Losing Luggage during the Holidays

The long awaited break was finally here. I made it to the most wonderful time of the year where the only thing on my lesson plan is guilt-free breathing, fun, relaxation and spending time with my family. This Christmas also came with a surprise. One of my presents came as soon as the break started. Friday, December 20, the last day of school for the year, I got some new luggage to carry - Perfect timing for traveling through the holiday season.



I began enthusiastically making plans and envisioning the future and I couldn’t wait to share news of the luggage I was carrying with my husband. The next day, one of my line sisters noticed my new luggage and I giggled with joy. I still only shared it with two other people who are also carrying new luggage. Then boom, throughout my holiday travels, I lost my luggage.


I had not planned on losing my luggage just a week after finding out about it to begin with. I planned to go back to work next Monday and everyone would eventually know why Mrs. Handy  was putting on all this weight. Everyone would be gentle and caring with me because they would know what I was carrying. I would join in with the joy of two of my line sisters who are also carrying (unless there’s more that we don’t know about yet šŸ‘€). I could take a break from the harsh periods that make me wish we still lived in the Bible days where women couldn’t go out during their cycle. I could safely tie my tubes because this would be the last and final baby from our household. Lastly, I hopefully would finally have my baby girl. But…I lost my luggage. When you lose luggage, you don’t know it yet. You’re just standing there longer than everyone, watching everyone else grab their luggage and go live their normal lives or go enjoy their vacation. You wait and wait for your turn and then you realize your vacation is about to change. You have to lose time from your vacation running around trying to figure out your next steps. You go to your hotel room with sadness instead of excitement to embark upon excursions. You wait to see if your luggage has been recovered or if it’s gone for good. Well, my luggage was gone for good. No one would see my need for the same love, care, and gentleness as if I was still pregnant. You don’t get maternity leave for not being pregnant anymore. I used up all my grief days. There’s no other days for losing a child that wasn’t even old enough to publicly announce its existence. At least I still have a week of break huh, just enough time to hurry up and get over the pain so I can get back to “normal” bright and early next Monday morning, right.
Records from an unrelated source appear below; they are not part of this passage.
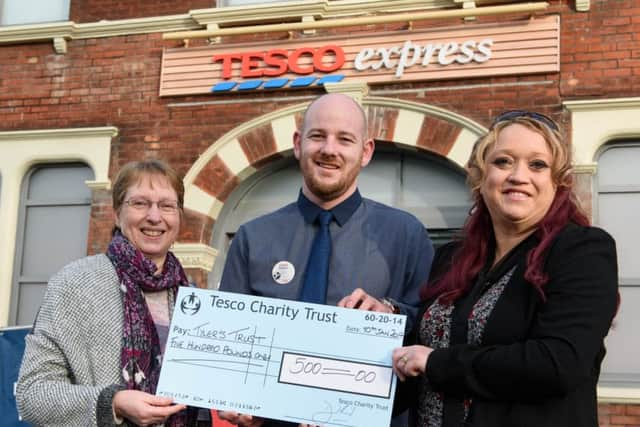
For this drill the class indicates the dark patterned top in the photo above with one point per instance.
(435, 332)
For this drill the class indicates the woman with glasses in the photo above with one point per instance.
(94, 355)
(516, 310)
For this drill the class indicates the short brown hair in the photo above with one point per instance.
(132, 172)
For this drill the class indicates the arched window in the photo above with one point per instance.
(52, 231)
(617, 207)
(430, 187)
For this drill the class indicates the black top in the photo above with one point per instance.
(538, 361)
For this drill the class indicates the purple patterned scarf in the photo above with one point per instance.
(141, 356)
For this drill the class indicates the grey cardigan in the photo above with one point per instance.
(71, 365)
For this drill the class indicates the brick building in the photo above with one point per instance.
(217, 90)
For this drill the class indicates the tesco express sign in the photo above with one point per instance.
(330, 58)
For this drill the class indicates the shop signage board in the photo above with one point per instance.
(473, 50)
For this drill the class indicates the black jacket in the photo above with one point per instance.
(539, 361)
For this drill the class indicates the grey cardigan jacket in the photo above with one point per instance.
(71, 365)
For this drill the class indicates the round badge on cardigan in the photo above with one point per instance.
(283, 272)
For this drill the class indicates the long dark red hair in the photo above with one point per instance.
(477, 236)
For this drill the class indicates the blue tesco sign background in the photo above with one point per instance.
(11, 349)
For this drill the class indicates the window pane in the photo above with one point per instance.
(623, 360)
(617, 213)
(54, 223)
(618, 203)
(33, 11)
(68, 182)
(618, 166)
(55, 236)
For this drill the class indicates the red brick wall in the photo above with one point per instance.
(611, 415)
(97, 10)
(114, 82)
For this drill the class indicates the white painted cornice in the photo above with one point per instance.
(599, 104)
(60, 32)
(195, 255)
(107, 131)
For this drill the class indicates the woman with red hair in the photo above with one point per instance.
(516, 310)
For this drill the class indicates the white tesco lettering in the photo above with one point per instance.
(410, 54)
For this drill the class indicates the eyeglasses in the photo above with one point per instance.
(514, 114)
(143, 205)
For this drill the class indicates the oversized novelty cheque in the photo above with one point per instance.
(281, 359)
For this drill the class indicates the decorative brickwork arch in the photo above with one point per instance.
(242, 151)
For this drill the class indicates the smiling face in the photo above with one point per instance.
(151, 230)
(518, 186)
(332, 148)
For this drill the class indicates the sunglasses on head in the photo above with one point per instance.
(514, 114)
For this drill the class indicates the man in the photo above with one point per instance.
(379, 256)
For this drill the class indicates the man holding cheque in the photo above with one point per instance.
(331, 246)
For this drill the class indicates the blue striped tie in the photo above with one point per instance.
(316, 277)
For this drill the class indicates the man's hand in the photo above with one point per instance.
(242, 420)
(142, 408)
(362, 301)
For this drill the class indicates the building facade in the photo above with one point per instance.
(217, 90)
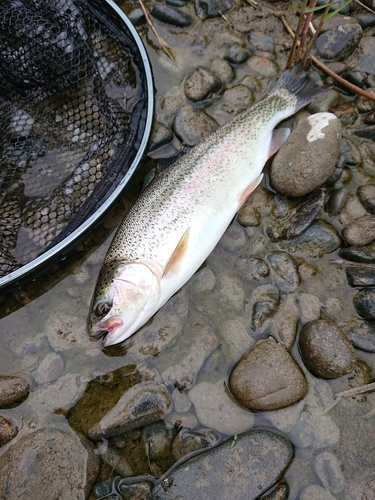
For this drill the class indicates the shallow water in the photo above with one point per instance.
(49, 315)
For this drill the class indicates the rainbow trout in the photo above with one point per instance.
(180, 217)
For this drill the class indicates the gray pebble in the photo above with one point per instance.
(263, 305)
(326, 350)
(309, 155)
(338, 43)
(336, 200)
(360, 232)
(50, 369)
(366, 195)
(171, 15)
(188, 440)
(283, 271)
(304, 214)
(267, 378)
(8, 430)
(328, 470)
(141, 405)
(315, 492)
(14, 389)
(201, 84)
(361, 333)
(192, 125)
(260, 456)
(360, 276)
(364, 255)
(364, 303)
(318, 239)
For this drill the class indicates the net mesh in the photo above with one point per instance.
(71, 102)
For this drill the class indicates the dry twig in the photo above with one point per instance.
(167, 49)
(324, 68)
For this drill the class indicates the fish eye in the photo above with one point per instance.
(102, 309)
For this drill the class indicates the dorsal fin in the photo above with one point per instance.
(178, 253)
(279, 136)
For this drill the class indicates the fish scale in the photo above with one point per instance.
(182, 214)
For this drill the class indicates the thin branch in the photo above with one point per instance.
(343, 262)
(226, 19)
(365, 6)
(167, 49)
(329, 72)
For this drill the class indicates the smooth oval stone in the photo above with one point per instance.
(14, 389)
(305, 214)
(326, 350)
(309, 155)
(283, 270)
(360, 232)
(191, 125)
(364, 255)
(8, 430)
(264, 303)
(361, 333)
(364, 303)
(366, 195)
(360, 276)
(171, 15)
(318, 239)
(201, 84)
(188, 440)
(235, 470)
(141, 405)
(267, 378)
(338, 43)
(49, 463)
(337, 200)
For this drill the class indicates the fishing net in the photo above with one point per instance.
(72, 102)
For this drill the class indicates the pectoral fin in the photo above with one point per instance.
(244, 196)
(178, 254)
(279, 136)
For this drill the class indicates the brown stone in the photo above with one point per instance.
(267, 377)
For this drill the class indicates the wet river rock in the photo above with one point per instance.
(188, 440)
(171, 15)
(326, 350)
(251, 465)
(361, 333)
(364, 303)
(366, 195)
(283, 271)
(364, 255)
(267, 378)
(201, 84)
(338, 43)
(308, 157)
(8, 430)
(318, 239)
(141, 405)
(360, 276)
(13, 390)
(48, 463)
(263, 304)
(360, 232)
(192, 125)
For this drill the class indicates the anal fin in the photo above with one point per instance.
(178, 253)
(250, 188)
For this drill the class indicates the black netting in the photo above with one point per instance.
(71, 100)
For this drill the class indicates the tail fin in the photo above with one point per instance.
(295, 81)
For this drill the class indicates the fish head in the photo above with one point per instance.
(125, 297)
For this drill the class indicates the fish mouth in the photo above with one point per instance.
(105, 327)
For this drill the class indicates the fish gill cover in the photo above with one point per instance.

I’ve had miscarriages before but during Christmas time, and when I’m supposed to be celebrating my youngest baby’s 2nd birthday? Why? I tried my best this time. As soon as I found out, I tried to take it easy. I was careful not to do strenuous activities, I ate more veggies, drank more water, I was hopeful! I was positive about being positive. I am pregnant. I am going to have this baby. Daily I would look after using the bathroom to make sure we were still good. No blood. We’re good. We’re going to have this baby. Then…I lost my luggage.


First came the “why” and “who did I think I was”. I’m 39 and I’m already losing it with the three children that I have now. My husband and I are stupid busy working in education, finishing our doctorate degrees and working actively in Greek organizations while raising three young boys. And I had the nerve to think that I, of all people, could carry another baby. Was I not satisfied? Of course I was. Which makes it more heartbreaking. Did I not have a right to desire a girl? I was good with the three boys. I could’ve just kept traveling through life. Why did I have to get pregnant again just to lose it again? Only a handful of people know that I just lost another baby near the end of the last school year. I was out of school for a week and a half. Maybe this had to happen because although I was content with living life as a family of five, in the back of my mind, I was still very open to having one more. Maybe God needed me to go through this to decide in my heart that I absolutely do not want to be pregnant ever again (so please don’t ever ask us again anything about another baby). Maybe God needed us to see all the things that it would be impossible or unnecessarily difficult  for us to focus on and finish with another baby. Maybe there’s a whole lot of things that we still need to do that we don’t even know yet. Maybe 2025 should be focusing on us being healthy spiritually, physically, and emotionally. Maybe losing this luggage was a reminder that there’s some baggage that I can’t carry into the new year; friendships that haven’t been nurtured for years, disobedience to God, neglect of gifts, etc. It’s okay to let go of a dream of carrying on some “legacy” other than God’s plan. When I was Coming to America through birth, it was only to fulfill God’s purpose. “I almost forgot that I was here in a domestic capacity”…to serve others and serve the Lord that gives and takes away. The heartache is huge but Blessed be the name of the Lord, in the highlands and the heartache, all the same!